De sa plume si juste et délicate, Valérie Tong Cuong laisse chacun des protagonistes s'exprimer au fil de chapitres qui leurs sont dévolus. Joffre, le mari d'Emilie, revenu traumatisé du front, et qui semble s'adapter aux occupants sans rébellion. Emilie qui ne reconnait plus son époux et qui se bat pour maintenir toute la grande famille, la sienne et celle de sa soeur, à flots : c'est à dire en sécurité et avec une assiette rationnée. Muguette, atteint de la tuberculose qui, du fond de son sanatorium, accepte que ses deux enfants, Joseph et Marlyne, soient envoyés en Algérie pour y être protégés. Jean et Lucie, les enfants d'Emilie et Joffre, qui quittent l'enfance bien trop vite et prennent des risques pour améliorer le quotidien familial.

A travers cette saga bouleversante, Valérie Tong Cuong montre tout ce que l'on peut faire par amour : se dépasser soi-même, se séparer de ses enfants, se taire, ne pas paraître tel que l'on est au fond de soi, mentir... Oui, par amour, quitte à renoncer à l'amour de ses proches, il faut apprendre à mentir.

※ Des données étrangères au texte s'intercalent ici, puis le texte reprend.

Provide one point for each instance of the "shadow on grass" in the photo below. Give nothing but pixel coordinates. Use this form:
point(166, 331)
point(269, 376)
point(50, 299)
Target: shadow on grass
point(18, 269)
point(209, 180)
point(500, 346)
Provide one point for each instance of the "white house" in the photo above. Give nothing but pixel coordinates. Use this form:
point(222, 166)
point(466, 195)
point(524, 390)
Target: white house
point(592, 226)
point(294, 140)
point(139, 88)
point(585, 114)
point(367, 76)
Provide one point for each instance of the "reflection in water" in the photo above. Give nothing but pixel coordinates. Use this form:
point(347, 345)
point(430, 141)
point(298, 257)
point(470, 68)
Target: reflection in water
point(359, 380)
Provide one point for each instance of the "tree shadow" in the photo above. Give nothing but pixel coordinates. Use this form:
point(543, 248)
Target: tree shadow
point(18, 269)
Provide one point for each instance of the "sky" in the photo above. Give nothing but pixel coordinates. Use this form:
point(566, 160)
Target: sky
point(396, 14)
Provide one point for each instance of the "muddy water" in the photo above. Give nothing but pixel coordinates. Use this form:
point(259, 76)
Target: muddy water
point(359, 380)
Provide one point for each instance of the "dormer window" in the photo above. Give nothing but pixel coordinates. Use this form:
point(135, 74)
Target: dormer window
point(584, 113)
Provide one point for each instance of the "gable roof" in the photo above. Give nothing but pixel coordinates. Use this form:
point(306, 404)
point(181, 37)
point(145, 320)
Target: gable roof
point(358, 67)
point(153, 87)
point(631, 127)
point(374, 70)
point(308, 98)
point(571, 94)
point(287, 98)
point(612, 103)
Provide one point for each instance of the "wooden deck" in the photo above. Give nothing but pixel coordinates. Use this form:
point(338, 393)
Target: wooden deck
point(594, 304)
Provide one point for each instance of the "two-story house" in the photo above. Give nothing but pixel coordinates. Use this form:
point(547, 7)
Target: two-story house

Je conseille chaleureusement ce roman qui certes vous malmènera, mais vous remettra en mémoire une page d'Histoire et le destin d'une ville, Le Havre rarement développé à ce point dans les manuels. Et pour celles et ceux qui ne manquent de rien d'essentiels dans cette étrange époque que nous vivons, "Par amour" permet vraiment de relativiser sur nos difficultés et restrictions actuelles. Un beau et grand roman, vraiment !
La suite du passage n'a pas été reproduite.